The UK is set to experience record-breaking temperatures that could exceed 38°C, prompting extreme heat warnings and health alerts. The Met Office has indicated that the sweltering conditions may persist until at least Thursday, raising concerns for vulnerable individuals and leading to weather warnings.
Record-breaking heat expected
Forecasters have expressed "growing confidence" that this week could surpass the current record for the hottest June temperature of 35.6°C, set in 1976 in Southampton. The UK Health Security Agency (UKHSA) has warned of significant impacts on health and social care services, including a potential rise in deaths, particularly among those aged 65 and over or with pre-existing health conditions.
The extreme heat may also disrupt rail, road, and air travel, with the Met Office warning of possible tarmac melting.
Legal perspective on workplace heat
Patrick Macken, a solicitor at Richard Nelson LLP, has clarified the legal position on heat in the workplace. He stated: "The answer is both yes and no. There is no specific office or work temperature threshold that entitles the workforce to stop working or relocate. The Health, Safety and Welfare Regulations 1992 may be the only statutory instrument that expressly addresses workplace temperature, but it’s arguably underwhelming and ambiguous. The obligation goes no further than maintaining a ‘reasonable’ temperature."
However, several other legal instruments come into play, notably the Employment Rights Act 1996. This Act provides recourse for employees who are dismissed or subjected to a 'detriment' because they left, or proposed to leave, the workplace due to serious and imminent danger. While this sounds like a high threshold, the danger does not need to be life-threatening; it includes exposure to harm, injury, or risk. Even the risk of danger is enough to trigger statutory protection.
Protection beyond dismissal
Macken explained: "The protection and resources available to employees under the Employment Rights Act 1996 go beyond instances of dismissal, but also apply if an employee is subjected to any ‘detriment’. Detriment has a broad application. It’s generally defined as anything a reasonable employee could perceive as placing them at a disadvantage; this doesn't have to be financial. This could include disciplinary action, such as warnings, or even just the commencement of a disciplinary procedure, regardless of the outcome."

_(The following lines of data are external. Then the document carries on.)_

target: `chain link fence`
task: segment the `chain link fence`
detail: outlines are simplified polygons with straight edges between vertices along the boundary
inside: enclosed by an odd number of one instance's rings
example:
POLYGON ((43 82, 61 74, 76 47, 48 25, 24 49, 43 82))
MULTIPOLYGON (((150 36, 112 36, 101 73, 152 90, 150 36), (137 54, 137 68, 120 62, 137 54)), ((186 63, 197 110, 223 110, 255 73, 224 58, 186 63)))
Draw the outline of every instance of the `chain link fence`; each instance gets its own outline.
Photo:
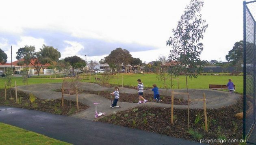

He highlighted a notable case: "Begum v Sunlight Services Group Ltd. In this case, employees (the Claimant and her colleagues) were struggling with humidity in a controlled environment whilst undertaking their usual duties. When the manager refused to take simple measures, such as opening a door, the Claimant felt it was too unsafe to continue and threatened to leave. Her manager threatened dismissal in response. When the Claimant did leave, she was dismissed. The Tribunal found that the Claimant was automatically unfairly dismissed. Unlike ‘ordinary’ unfair dismissal, there is no defence to an automatic unfair dismissal."
Advice for employers
Macken advised: "Whilst each case is subject to its own merits, employers ought to be mindful of health & safety measures, and avoid knee-jerk decisions to discipline or dismiss employees who take preventative measures, such as adjusting their uniform or opening doors, to stay safe in the heat."